While I acknowledge what you're saying, I've never actually understood the viewpoint.

Do people still care about or even pay attention to achievements? I don't. I never even so much as look at an achievement/trophy list anymore. I don't strive for any of them, hell, I rarely even read the description of what it's for when they pop. You can accomplish exactly what you're talking about just by disabling notifications (I've never looked, but I assume you can do that on PS4).

Edit: That said, I'm mixed on achievements and trophies. I don't personally care, but I know some do. I do think they can be detrimental to multiplayer games, though, when achievements aren't designed properly and people end up playing to get the achievement versus actually just playing the game.

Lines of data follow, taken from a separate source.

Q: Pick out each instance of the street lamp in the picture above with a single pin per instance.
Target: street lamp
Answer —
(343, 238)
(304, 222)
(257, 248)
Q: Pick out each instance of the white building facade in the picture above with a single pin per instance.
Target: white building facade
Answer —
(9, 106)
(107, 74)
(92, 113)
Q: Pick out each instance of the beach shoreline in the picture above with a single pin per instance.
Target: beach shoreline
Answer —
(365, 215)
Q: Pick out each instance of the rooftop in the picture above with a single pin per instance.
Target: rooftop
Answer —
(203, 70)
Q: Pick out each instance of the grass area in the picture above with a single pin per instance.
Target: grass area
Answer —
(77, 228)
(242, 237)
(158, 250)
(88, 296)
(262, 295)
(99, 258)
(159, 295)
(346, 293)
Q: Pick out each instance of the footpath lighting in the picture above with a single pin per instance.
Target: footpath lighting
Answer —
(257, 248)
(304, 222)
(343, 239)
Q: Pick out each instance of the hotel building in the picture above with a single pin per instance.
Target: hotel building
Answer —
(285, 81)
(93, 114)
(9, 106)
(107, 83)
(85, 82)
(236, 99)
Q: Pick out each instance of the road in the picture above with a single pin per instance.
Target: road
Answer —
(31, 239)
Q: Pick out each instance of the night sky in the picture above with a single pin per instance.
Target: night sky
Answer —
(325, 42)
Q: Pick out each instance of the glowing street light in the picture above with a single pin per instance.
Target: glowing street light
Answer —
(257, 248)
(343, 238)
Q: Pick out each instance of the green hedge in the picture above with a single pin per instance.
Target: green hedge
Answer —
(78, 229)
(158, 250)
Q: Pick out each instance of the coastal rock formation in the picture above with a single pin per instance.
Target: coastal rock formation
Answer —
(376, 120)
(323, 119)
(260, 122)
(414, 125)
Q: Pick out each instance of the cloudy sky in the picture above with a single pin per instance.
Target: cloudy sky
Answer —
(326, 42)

I played through about half of Quantum Break before putting it down... one of the things that really turned me off of the game is the fact that your character's power progression is tied to finding collectables scattered around the environment. And to find those collectables, you need to engage the "detective mode" vision ability (which stops working the moment you move). So rather than running through the environments and exploring them naturally, I would walk 10 feet and activate my vision mode, walk another 10 feet, activate it again, etc. It's the most immersion-breaking combination of mechanics. I wanted to just ignore the collectables, but that would mean I giving up the chance to level up my powers. I'm amazed the game shipped this way :-/

On the flip side, I do think some games incorporate collectables well. As much as the Assassin's Creed series has devolved into a bit of a mess, Black Flag nailed a lot of things for me. The thing about collectables in that game is they perfectly fit into the narrative concept of living as a pirate. Sailing around the ocean, exploring tropical islands and searching for buried treasure makes perfect sense in a game like that. I never felt like the collectables were pulling me away from the game. They felt like a perfectly natural part of the whole experience.